WANG Zhiren, a farmer in the agricultural province of Jilin, does not know what the word "middle-class" means. However, Wang's life is typically middle-class: he lives in a three-bedroom house with a garage, drives a sedan and shops in urban department stores.
 
Wang's family earned 100,000 yuan (US$16,090) last year from growing rice.
 
Many hope that emerging rural consumers, such as Wang, will unleash their purchasing power as urbanites did during the last decade, since China urgently needs to shift its economic driving force from investment to consumption.
 
The income gap between urban and rural residents narrowed in the past few years, bringing down the urban-rural earning ratio to 3.13 in 2011 from the 2009 reading of 3.33.
 
Twenty-nine out of 31 provincial-level governments reported that the income growth of their rural residents surpassed that of urban dwellers for the January to September period last year.
 
China held its annual Central Rural Work Conference in December, one month after the 18th National Congress of the Communist Party of China (CPC) elected its new leadership.
 
Agriculture Minister Han Changfu told Xinhua that the conference pledged to put more efforts into boosting farmers' earnings in the "income doubling program" promised during the 18th CPC national congress. The five-yearly congress adopted a resolution saying that by 2020, the country's per capita income should be double that of 2010.
 
While the exemption from agricultural taxation and increasing government investment have advanced the rural economy for the several years, countryside residents still face great difficulty in maintaining momentum in income growth.
 
Farmers in Qionghai in the southernmost island province of Hainan, China's major tropical fruit supplier, can make 40,000 yuan on average a year.
 
Market volatility
 
However, Lei Zhen, deputy director of Qionghai city's agricultural bureau, said farmers remain vulnerable to natural and economic risks, adding that market volatility can easily erase earlier profits.
 
China's dim export prospects also cast shadows over the prospects for rural income growth. For most rural families, the main income source is wages earned by working in labor-intensive industries, many of which rely heavily on exports.
 
The European debt crisis and the US's unstable recovery continue to threaten the survival of the factories that absorb vast rural labor. China's year-on-year export growth slumped to 7.9 percent in 2012 from 20.3 percent a year earlier.
 
Labor-intensive factories want to move up the value chain by upgrading technology and changing products, according to experts, but their rural migrant employees are not skilled enough to become technical workers.
 
The lack of property income is another problem for rural residents.

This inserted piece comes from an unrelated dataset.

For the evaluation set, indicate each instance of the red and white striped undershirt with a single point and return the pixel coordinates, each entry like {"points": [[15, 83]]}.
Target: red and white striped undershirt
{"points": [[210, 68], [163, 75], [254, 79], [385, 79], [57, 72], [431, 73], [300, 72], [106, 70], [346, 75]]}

Chinese farmers are not allowed to sell their property to urban residents.
 
However, many analysts, betting on China's fast urbanization, are optimistic about rural residents' income growth in the long run. China's rapid economic growth fueled the world's largest urbanization.
 
 
According to a nationwide census in 2010, half of the Chinese population lives in cities, up by 13.46 percentage points from 2000.
 
Chi Fulin, president of the China (Hainan) Institute for Reform and Development, estimates that 400 million rural residents will move to cities by 2020, and 160 million of them are likely to become middle class.